Les scientifiques sont au courant des changements climatiques anthropiques depuis au moins 50 ans, mais les répercussions ne sont devenues évidentes pour de nombreux Canadiens de l’Atlantique que plus récemment.

La santé humaine est – et continuera d’être – de plus en plus affectée par les manifestations du changement climatique, telles que les dômes de chaleur, les feux de forêt, les inondations, les tempêtes violentes et les sécheresses prolongées. Cela s’ajoute à la pollution déjà présente sur les populations en raison de la contamination de notre air, de notre eau et de nos terres.
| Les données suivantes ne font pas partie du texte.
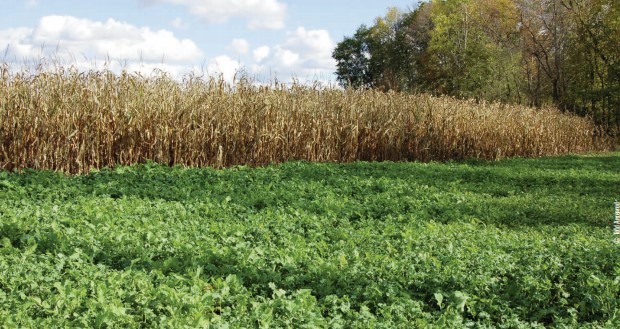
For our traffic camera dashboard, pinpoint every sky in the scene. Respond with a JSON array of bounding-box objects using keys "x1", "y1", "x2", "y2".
[{"x1": 0, "y1": 0, "x2": 417, "y2": 82}]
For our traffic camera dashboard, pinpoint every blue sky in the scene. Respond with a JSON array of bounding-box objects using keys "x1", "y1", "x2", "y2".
[{"x1": 0, "y1": 0, "x2": 417, "y2": 82}]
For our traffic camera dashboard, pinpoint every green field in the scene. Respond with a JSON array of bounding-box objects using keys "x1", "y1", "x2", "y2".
[{"x1": 0, "y1": 153, "x2": 620, "y2": 328}]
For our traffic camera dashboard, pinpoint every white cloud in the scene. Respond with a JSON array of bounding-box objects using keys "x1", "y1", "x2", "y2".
[
  {"x1": 252, "y1": 27, "x2": 336, "y2": 81},
  {"x1": 0, "y1": 16, "x2": 202, "y2": 62},
  {"x1": 228, "y1": 39, "x2": 250, "y2": 54},
  {"x1": 0, "y1": 16, "x2": 203, "y2": 77},
  {"x1": 207, "y1": 55, "x2": 241, "y2": 82},
  {"x1": 252, "y1": 46, "x2": 271, "y2": 63},
  {"x1": 147, "y1": 0, "x2": 286, "y2": 30},
  {"x1": 170, "y1": 17, "x2": 188, "y2": 30}
]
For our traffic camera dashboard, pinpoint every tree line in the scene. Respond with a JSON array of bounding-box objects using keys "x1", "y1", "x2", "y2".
[{"x1": 333, "y1": 0, "x2": 620, "y2": 134}]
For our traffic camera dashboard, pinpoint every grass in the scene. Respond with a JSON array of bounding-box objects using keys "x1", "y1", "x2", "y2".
[
  {"x1": 0, "y1": 67, "x2": 610, "y2": 173},
  {"x1": 0, "y1": 153, "x2": 620, "y2": 328}
]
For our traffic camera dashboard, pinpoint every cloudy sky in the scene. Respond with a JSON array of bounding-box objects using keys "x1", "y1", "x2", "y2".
[{"x1": 0, "y1": 0, "x2": 417, "y2": 81}]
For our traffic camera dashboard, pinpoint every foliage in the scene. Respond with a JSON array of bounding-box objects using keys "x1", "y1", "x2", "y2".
[
  {"x1": 0, "y1": 67, "x2": 607, "y2": 173},
  {"x1": 0, "y1": 153, "x2": 620, "y2": 328},
  {"x1": 334, "y1": 0, "x2": 620, "y2": 133}
]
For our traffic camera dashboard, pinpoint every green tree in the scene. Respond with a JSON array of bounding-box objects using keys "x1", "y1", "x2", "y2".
[{"x1": 332, "y1": 25, "x2": 374, "y2": 88}]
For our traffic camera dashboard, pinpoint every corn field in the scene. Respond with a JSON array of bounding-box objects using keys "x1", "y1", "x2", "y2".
[{"x1": 0, "y1": 67, "x2": 608, "y2": 173}]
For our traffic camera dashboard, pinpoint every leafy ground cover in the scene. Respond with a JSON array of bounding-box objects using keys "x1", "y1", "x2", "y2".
[{"x1": 0, "y1": 153, "x2": 620, "y2": 328}]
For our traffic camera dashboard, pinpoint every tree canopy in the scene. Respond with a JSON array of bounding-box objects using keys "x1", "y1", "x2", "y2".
[{"x1": 333, "y1": 0, "x2": 620, "y2": 133}]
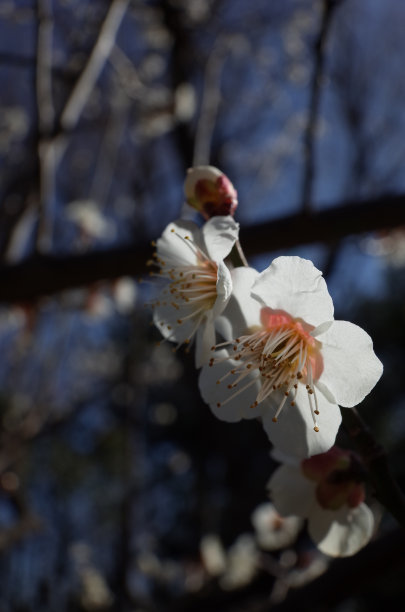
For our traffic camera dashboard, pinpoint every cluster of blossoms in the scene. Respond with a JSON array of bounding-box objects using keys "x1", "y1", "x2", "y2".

En tant que médecin et membre du chapitre du Nouveau-Brunswick de l’Association canadienne des médecins pour l’environnement (ACME-NB), je m’inquiète pour le bien-être des résidents du Nouveau-Brunswick. Vous devriez l’être aussi.

Le gouvernement provincial et Énergie NB traînent les pieds en matière d’atténuation et d’adaptation au changement climatique. L’an dernier, la province a tenté d’obtenir une prolongation du gouvernement fédéral pour continuer à exploiter la centrale au charbon de Belledune au-delà de 2030. De l’aveu même d’Énergie NB, l’usine de Belledune émet de 2,5 à 3,7 mégatonnes de dioxyde de carbone chaque année, soit à peu près la même quantité émise chaque année par 600 000 voitures (à combustibles fossiles). L’usine rivalise avec la raffinerie Irving Oil comme étant le plus grand émetteur de gaz à effet de serre de la province. Heureusement, le gouvernement fédéral a rejeté la demande du Nouveau-Brunswick de prolonger la durée de vie de Belledune au-delà de 2030.

Le Nouveau-Brunswick est à la traîne par rapport aux autres provinces dans la transition vers des énergies renouvelables propres, comme l’énergie éolienne et solaire. La première ferme solaire à grande échelle d’Énergie NB avec stockage par batterie est en cours de construction avec des partenaires à Shediac et devrait être opérationnelle cette année. La ferme solaire produira suffisamment d’énergie pour alimenter environ 100 foyers par an. Il s’agit d’un début attendu depuis longtemps pour Énergie NB et la province, mais, de toute évidence, cette quantité d’énergie n’est qu’une goutte d’eau dans l’océan.

Même avant la forte hausse des prix des combustibles fossiles, les rapports de l’Institut Pembina (un groupe de réflexion national non partisan) ont clairement montré que les portefeuilles d’énergie propre favorisant l’énergie éolienne et solaire – combinés à des programmes d’efficacité énergétique et au stockage par batterie – peuvent produire de l’électricité à moindre coût que les combustibles fossiles. Il s’avère que ces sources peuvent également être aussi fiables que les combustibles fossiles.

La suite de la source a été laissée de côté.